[Interest] Heavily Commented Example: Simple Single Frontend with Two BackendsHi,

Wed Oct 24 01:14:48 CEST 2012

Hi Thiago!

Thank you for your detailed explanation.  I am still confused; it sounds
like you are saying two different things.  (Further comments below.)

On Tue, Oct 23, 2012 at 6:11 PM, Thiago Macieira
<thiago.macieira at intel.com> wrote:
> On terça-feira, 23 de outubro de 2012 16.14.11, K. Frank wrote:
>> > volatile only forces the compiler to create an instruction to fetch the
>> > variable from memory again, to prevent caching in a register. The CPU
>> > doesn't even know about the volatile keyword anymore, it just sees a
>> > normal fetch instruction, and can therefore use the CPU cache.
>>
>> If I understand the original purpose of volatile, to confirm, reading a
>> volatile should cause a true memory fetch, not just a fetch from
>> cache.  (As you mention below, if volatile is used for memory-mapped
>> IO, that IO won't actually occur if the fetch is just a cache fetch.)
>
> No, that's not what it means.
>
> A volatile load requires the compiler to *load* again, but it doesn't instruct
> the processor how to load it. The processor may serve the load from any cache
> level or from main memory.

Okay, I'll buy that.  At the language-semantics level, volatile prohibits
the compiler form optimizing the load (or store) away.

> Unless the ABI says otherwise. The only ABI I know that says otherwise is
> IA-64's, that requires a volatile load to be done using the "load acquire"
> instruction.

But the language standard does not prohibit the load (or store) from
acting on a (potentially core-specific) cache.

> What you're missing is that MMIO requires the memory address to be
> uncacheable. That means the processor will bypass all cache levels and will
> just issue the right load in the memory bus. But all of that is outside the
> compiler's control. It simply loads from an address you gave it.

If the hardware has "magic" (i.e., uncacheable) addresses, then a load
to one of those addresses won't get cached.

So memory-mapped IO, for example, works because of cooperation
between the language's support of volatile (load cannot be optimized
away) and the hardware (load is from memory, not the cache, if the
address is uncacheable).

This makes good sense.

>> > Therefore, if your two threads are living on different CPUs, one CPU might
>> > not see the update on the other CPU, since the CPU caches are not
>> > updated. volatile does not help with that, you need proper memory
>> > barriers.
>> Let's say that CPU A writes to the volatile and CPU B reads from
>> it.  Isn't it the case that A's write to the volatile must cause a true
>> memory store and not just a write to cache?  (Again, memory-mapped
>> IO would not work if the store is just a write to cache.)
>>
>> Then when CPU B reads the volatile, mustn't it perform an actual
>> memory fetch, picking up the result of A's memory store?
>
> That depends on the architecture.
>
> If the write to memory had release semantics and the read had acquire
> semantics, then the two CPUs must -- somehow -- figure out and synchronise.

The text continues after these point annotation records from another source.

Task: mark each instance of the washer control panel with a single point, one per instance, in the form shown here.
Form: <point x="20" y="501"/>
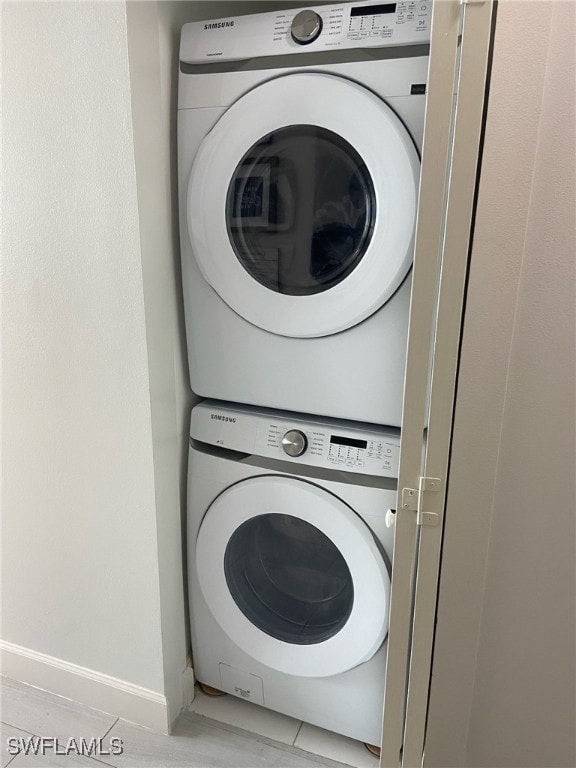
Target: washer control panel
<point x="318" y="442"/>
<point x="323" y="28"/>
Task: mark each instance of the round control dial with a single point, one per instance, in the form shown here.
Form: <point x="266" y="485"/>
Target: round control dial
<point x="306" y="26"/>
<point x="294" y="442"/>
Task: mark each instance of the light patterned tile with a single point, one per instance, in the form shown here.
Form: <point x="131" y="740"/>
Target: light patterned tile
<point x="199" y="743"/>
<point x="44" y="714"/>
<point x="56" y="761"/>
<point x="247" y="716"/>
<point x="335" y="747"/>
<point x="8" y="732"/>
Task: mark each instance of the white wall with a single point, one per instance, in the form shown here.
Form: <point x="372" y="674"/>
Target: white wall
<point x="504" y="672"/>
<point x="90" y="499"/>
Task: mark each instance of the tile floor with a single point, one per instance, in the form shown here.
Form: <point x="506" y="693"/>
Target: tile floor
<point x="215" y="733"/>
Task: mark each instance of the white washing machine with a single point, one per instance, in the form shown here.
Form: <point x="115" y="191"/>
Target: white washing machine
<point x="298" y="145"/>
<point x="289" y="559"/>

For
> example, on IA-64, the store-release causes CPU A to mark the address as
> modified in the L3 off-die cache and the load-acquire from CPU B requires it to
> go check the L3 cache.
>
> On x86, the store from CPU A causes it to go and invalidate all cachelines
> containing that address in the other CPUs' caches. So when CPU B tries to
> read, it will be forced to go to main memory or the L3 off-die cache.
>
> On those two architectures, a "volatile" qualifier is enough to ensure proper
> behaviour. On x86, because all loads and stores are fully ordered anyway and
> on IA-64, because the ABI requires volatile loads to acquire and volatile
> stores to release.

Okay.  The scheme works on x86 because of how the hardware works,
and on IA-64 because of its ABI guarantees.

> But if you go beyond those two Intel architectures, the bets are off. On ARMv7,
> for example, the ABI does not require a volatile load or store to insert the
> "dmb" instruction. That means in your example, CPU B would not read from the
> main memory and it could fetch the value from one of its stale caches. The
> same goes for PowerPC/POWER, MIPS, Sparc, etc.

But need not work on other architectures, and ARMv7 and the others
you mention are examples of this.

I'll buy all that.

>> Let me state for the record that I do not use volatiles for thread
>> synchronization.  But the issue at hand is not whether a volatile
>> can be used for full-featured thread synchronization, but whether
>> it can be used by one thread to signal a second looping thread
>> to quit.
>
> It can. In that restricted scenario, even a non-atomic write would be
> sufficient.

But now I'm confused.

It would seem that from what you've said above, this thread signalling
mechanism could easily fail on, for example, a multicore ARMv7
platform.

CPU A writes to the volatile signalling variable, but it writes to its
CPU-specific cache.  The thread that's looping runs on CPU B,
and repeatedly reads from the volatile signalling variable, but always
reads it from its own CPU-specific cache.  So it never gets the
signal to quit, and potentially loops forever.

>> It seems to me that volatile must cause the signalling
>> thread to perform an actual memory store and the thread to be
>> signalled to perform an actual memory fetch.  Yes, there is a
>> potential race condition in that the looping thread may read the
>> volatile after the signalling thread has written to it, but because
>> the thread is looping, it will come around and read the volatile
>> again, picking up the new value that signals it to quit.
>
> Correct.

Again, I'm confused.  Based on what you said above, why can't
the looping thread keep reading the stale (but volatile) value from
its cache, and, in fact, never pick up the new value?

>> Is there any plausible reading of the standard by which this
>> signalling mechanism could fail?  Do you know of any mainstream
>> platforms (hardware, os, and compiler) on which this signalling
>> mechanism does fail?
>
> No, I can't think of any for this particular case.

But couldn't it fail on the platforms you mentioned above, for
example, ARMv7 or Sparc?

Sorry to belabor this, but there must be something I'm missing here.

> Thiago Macieira - thiago.macieira (AT) intel.com
>   Software Architect - Intel Open Source Technology Center

Thanks again for your insight.

K. Frank